Quick question about a relativity calculation. Scenario: conveyor belt going at 0.5c. At t= 0 Observer A is on the floor at x = 0 next to, but not on the conveyor belt. Observer A sees Observer B on the conveyor belt at t = 0 x = 0 smashing through a opaque sugar glass pane wearing body clock suit which is displaying the time as t'=0 and stamping observer B's forehead with that time. I'll refer to that as Event X. Observer B agrees with Observer A that its clock was saying t'=0, and that t'=0 has been stamped on its forehead at Event X. Observer C according to Observer A was at x = c on the conveyor belt at t = 0. With my calculations, Observer C would be stating that Event X happened at t' = -0.57735. Presumably this would mean that the B's clock would have been displaying t'=-0.57735 as it smashed through the opaque sugar glass, and presumably that would suggest -0.57735 had been stamped on the forehead. Which would seem to describe a different event. Have I understood this correctly?

 

I may have made a mistake in the calculation.

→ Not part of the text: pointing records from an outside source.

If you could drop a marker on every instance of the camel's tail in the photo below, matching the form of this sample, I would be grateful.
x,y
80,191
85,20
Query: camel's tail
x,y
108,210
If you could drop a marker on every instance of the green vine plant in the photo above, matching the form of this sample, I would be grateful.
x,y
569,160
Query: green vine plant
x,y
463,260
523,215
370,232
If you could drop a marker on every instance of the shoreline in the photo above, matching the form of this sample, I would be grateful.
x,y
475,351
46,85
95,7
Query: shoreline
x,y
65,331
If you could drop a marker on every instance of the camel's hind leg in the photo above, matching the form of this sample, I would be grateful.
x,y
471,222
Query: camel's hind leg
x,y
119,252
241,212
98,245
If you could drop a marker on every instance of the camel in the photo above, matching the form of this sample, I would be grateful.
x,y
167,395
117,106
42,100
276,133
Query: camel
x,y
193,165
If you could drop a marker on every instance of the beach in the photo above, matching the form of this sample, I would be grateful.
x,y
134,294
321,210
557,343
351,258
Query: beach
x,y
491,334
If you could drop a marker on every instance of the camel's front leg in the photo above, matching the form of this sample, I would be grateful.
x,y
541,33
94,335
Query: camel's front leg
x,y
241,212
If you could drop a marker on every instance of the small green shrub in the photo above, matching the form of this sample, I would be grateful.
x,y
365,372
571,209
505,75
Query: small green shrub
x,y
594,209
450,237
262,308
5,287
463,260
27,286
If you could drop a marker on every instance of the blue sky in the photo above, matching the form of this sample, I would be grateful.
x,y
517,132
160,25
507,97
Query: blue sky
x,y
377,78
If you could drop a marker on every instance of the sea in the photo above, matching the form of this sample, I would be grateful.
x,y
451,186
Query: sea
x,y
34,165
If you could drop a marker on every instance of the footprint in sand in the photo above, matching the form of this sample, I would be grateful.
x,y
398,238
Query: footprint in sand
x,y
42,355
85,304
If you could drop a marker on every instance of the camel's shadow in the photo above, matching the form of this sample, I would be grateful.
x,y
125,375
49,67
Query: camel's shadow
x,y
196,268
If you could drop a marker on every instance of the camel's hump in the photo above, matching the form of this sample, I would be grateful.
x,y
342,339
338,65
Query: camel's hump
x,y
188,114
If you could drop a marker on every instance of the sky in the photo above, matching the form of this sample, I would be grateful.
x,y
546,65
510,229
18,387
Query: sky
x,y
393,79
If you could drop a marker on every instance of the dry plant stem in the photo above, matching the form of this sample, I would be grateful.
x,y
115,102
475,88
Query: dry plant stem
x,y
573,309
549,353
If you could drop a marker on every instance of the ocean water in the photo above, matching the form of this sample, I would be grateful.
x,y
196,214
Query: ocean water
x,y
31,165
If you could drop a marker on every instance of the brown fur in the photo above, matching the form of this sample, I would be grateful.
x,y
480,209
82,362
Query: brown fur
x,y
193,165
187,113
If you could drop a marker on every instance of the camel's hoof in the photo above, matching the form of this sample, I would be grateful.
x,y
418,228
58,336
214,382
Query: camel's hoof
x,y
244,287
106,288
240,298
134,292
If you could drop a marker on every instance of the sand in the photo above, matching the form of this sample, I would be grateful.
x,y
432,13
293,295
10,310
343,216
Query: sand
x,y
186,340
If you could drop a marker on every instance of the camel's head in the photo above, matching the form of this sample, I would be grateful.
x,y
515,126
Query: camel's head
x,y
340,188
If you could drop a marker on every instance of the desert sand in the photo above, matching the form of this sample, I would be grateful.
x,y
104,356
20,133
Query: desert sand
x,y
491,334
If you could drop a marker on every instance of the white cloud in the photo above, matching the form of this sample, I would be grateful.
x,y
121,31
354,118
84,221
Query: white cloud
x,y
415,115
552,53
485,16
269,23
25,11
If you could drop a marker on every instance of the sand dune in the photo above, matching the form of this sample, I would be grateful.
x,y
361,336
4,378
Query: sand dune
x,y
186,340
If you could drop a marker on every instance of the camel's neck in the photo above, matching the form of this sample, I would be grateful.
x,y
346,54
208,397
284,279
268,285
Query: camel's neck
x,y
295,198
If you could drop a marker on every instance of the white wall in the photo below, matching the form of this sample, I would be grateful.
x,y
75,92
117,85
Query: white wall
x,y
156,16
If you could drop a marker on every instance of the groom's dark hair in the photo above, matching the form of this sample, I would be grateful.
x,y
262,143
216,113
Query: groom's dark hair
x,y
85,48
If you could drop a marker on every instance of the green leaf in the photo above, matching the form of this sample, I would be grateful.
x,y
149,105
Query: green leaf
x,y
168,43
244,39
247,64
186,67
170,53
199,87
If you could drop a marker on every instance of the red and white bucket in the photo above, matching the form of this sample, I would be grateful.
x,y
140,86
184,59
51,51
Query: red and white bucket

gamma = 1/sqrt(1 - ((v * v) / (c * c)))
= 1/sqrt(1 - ((0.5c * 0.5c) / (c * c))
= 1/sqrt(1 - 0.25)
= 1/sqrt(0.75)
= 1.1547 (approx)

t' = gamma * (t - ((v * x)/(c * c)))

So x and t are from Observer A's perspective, and used to calculate the perspectives of Observer B and Observer C

So for Observer B:
t'= 1.1547 (0 - ((0.5c * 0) / (c * c)))
t'= 0

for Observer C:
t'0 = 1.1547 (0 - ((0.5c * c) / (c * c)))
t'0 = 1.1547 (-0.5)
t'0 = -0.57735

Have I made a mistake?

 

Sorry I have I can see it, the Event X is at x = 0 and so the calculation for Observer C is inappropriate.

 

Yes thanks you're right :)

 

What if the body clock suit also stamped on the Observer B's forehead the time it saw on Observer A's body clock? I'm assuming what I was using as the Observer C calculation
t' = 1.1547 (0 - ((0.5c * c) / (c * c)))
t' = 1.1547 (-0.5)
t' = -0.57735

was when Observer C is saying t = 0 at x = 0, yet wouldn't there be evidence on Observer B's head that from Observer C's rest frame the event of Observer A's clock equalling t = 0 was at t' = 0, or is it that they are both equally right concerning what time it was when t = 0?

 

Or is it when t = 0 at x = c?

 

Sorry I think I've been using the equations with one at rest at x = 0, t = 0 and the other at velocity v at x, and then using the equations for an account of how one sees the other. Which as you can see has lead to some confusion on my part with me flip flopping over what the x represents. But I can now see that t' and t are both considered the same for all events in their respective rest frames, and the equation I used for observer C just shows that if there had of been an observer D at rest with observer A at x = c then observer C would say its clock wasn't in synch with observer A's.